The Kingdom of Saudi Arabia is the largest car market in the Middle East (excluding Iran): there are around 8 million cars on the roads and sales in 2011 was reached to 759,000; and there is strong, increasing demand for automotive parts such as tyres (10 million a year and rising by 12% a year).
The Ministry of Commerce and Industry's Industrial Clusters program (IC) is developing Saudi Arabia's automotive capabilities and capacity. Its targets include production of 600,000 cars a year by 2025.

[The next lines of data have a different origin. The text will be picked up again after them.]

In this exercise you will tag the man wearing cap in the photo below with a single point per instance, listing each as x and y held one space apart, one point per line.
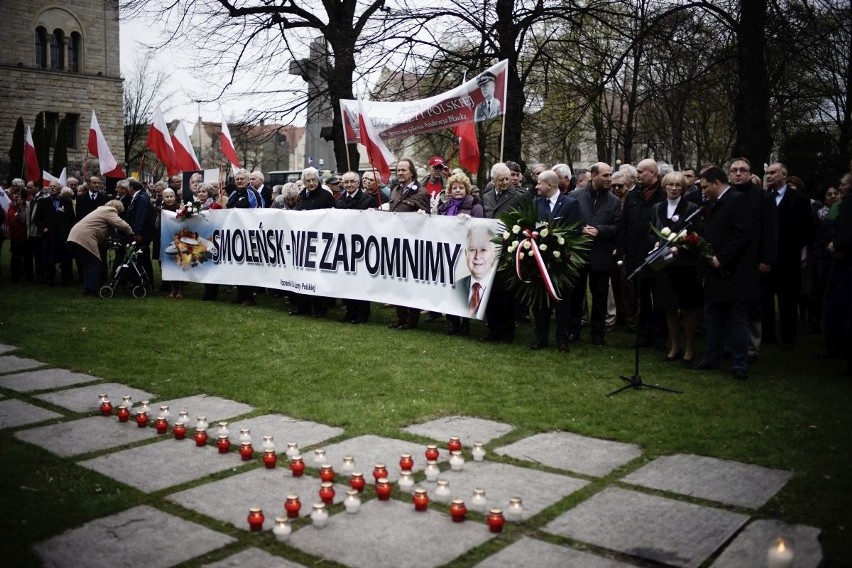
490 106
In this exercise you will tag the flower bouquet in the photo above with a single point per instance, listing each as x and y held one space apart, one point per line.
188 209
540 261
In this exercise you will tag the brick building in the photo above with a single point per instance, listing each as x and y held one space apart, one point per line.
61 58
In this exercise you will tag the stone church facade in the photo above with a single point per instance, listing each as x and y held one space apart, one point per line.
61 58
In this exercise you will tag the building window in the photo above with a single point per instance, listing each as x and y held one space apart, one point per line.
57 51
75 48
41 47
72 126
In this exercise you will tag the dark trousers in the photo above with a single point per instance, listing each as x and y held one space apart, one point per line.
598 283
542 321
717 317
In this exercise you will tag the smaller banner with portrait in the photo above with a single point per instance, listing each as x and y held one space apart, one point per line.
442 264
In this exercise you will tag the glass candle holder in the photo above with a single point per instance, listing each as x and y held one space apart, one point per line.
432 472
420 499
383 489
292 449
357 481
326 472
406 481
123 413
454 445
380 471
200 438
179 431
282 529
256 519
496 520
442 491
297 466
432 452
319 516
292 506
246 451
458 511
348 465
515 512
456 460
478 451
270 460
479 502
352 502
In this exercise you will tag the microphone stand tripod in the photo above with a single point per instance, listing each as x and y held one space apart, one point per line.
658 255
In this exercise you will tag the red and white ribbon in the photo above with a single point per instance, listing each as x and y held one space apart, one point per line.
531 236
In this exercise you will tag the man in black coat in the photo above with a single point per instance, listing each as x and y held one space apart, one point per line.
353 197
731 280
599 214
633 230
796 229
555 208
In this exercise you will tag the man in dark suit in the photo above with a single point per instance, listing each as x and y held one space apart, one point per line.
140 217
599 213
796 229
731 280
555 208
500 313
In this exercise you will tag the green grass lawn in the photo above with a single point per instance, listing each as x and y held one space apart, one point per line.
793 414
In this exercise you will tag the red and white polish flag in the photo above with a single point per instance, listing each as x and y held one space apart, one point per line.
98 148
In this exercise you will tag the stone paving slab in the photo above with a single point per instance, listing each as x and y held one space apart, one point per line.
647 526
14 413
85 399
469 429
751 545
92 434
141 536
212 407
230 499
390 534
724 481
11 363
44 379
572 452
284 429
546 555
369 450
164 464
501 482
253 558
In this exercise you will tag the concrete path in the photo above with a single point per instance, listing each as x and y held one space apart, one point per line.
676 510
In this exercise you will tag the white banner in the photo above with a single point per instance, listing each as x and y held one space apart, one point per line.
481 98
407 259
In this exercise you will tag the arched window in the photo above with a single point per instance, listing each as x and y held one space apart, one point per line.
41 47
75 48
57 51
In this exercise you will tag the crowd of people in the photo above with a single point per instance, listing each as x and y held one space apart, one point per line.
775 261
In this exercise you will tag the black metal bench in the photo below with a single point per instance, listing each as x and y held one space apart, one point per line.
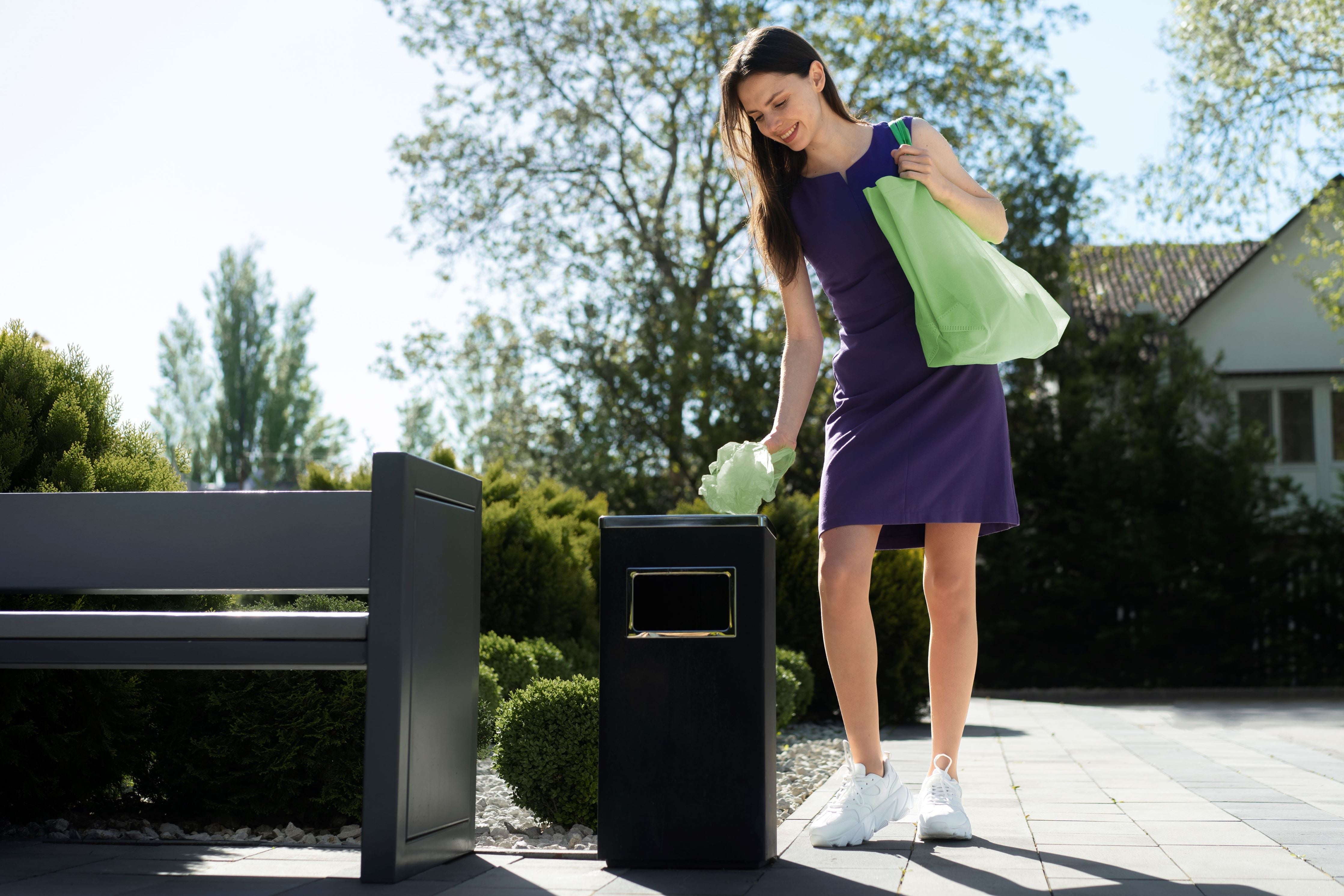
413 546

Several major projects have been done such as ,In Dammam, Isuzu Motors and Saudi Industrial Property Authority (Modon) developed a $100 million, 120,000 sq m integrated factory to build trucks and cars. The plant produced its first trucks in 2012 and will have a capacity of 25,000 trucks a year by 2017. It will create some 800 jobs and is expected to export 40% of its production.
Wadi al-Riyadh Technology (the investment arm of King Saud University (KSU)) and Riyadh Valley Company (a KSU affiliate) are developing a new sport utility vehicle, the Gazal. The consortium aims to produce up to 20,000 Gazals a year, primarily for Middle East-North Africa.
Elsewhere in Saudi Arabia, the National Program for Automotive Technology, an affiliate of King Abdulaziz City for Science and Technology (KACST), has developed a new saloon car, the ASEELAH.
Industrial Clusters aims to attract and support:
- Vehicle assembly projects for Saudi and Middle East markets, with production of up to 600,000 cars a year by 2025
- Tyre plants for Saudi and export markets (totalling 8 million-10 million tyres a year)
- Power train projects for Middle East and global markets
- Major tier 1 suppliers (systems and modules)
- Small- and medium-sized tier 2 suppliers (sub-systems, sub-assemblies and components)
- Smaller tier N suppliers (standard parts and materials)
- Industry-related services such as R&D and training
Industrial Clusters is developing all aspects of the automotive supply chain, including the production of carbon black and synthetic rubber (for tyres), carbon fibre, oil filters, circuit boards, batteries, cabling, sensors, adhesives, paints, composites, trim and seats.
It is also focusing on areas of particularly strong advantage, such as parts produced using relatively large amounts of steel, aluminium, glass, plastics and energy.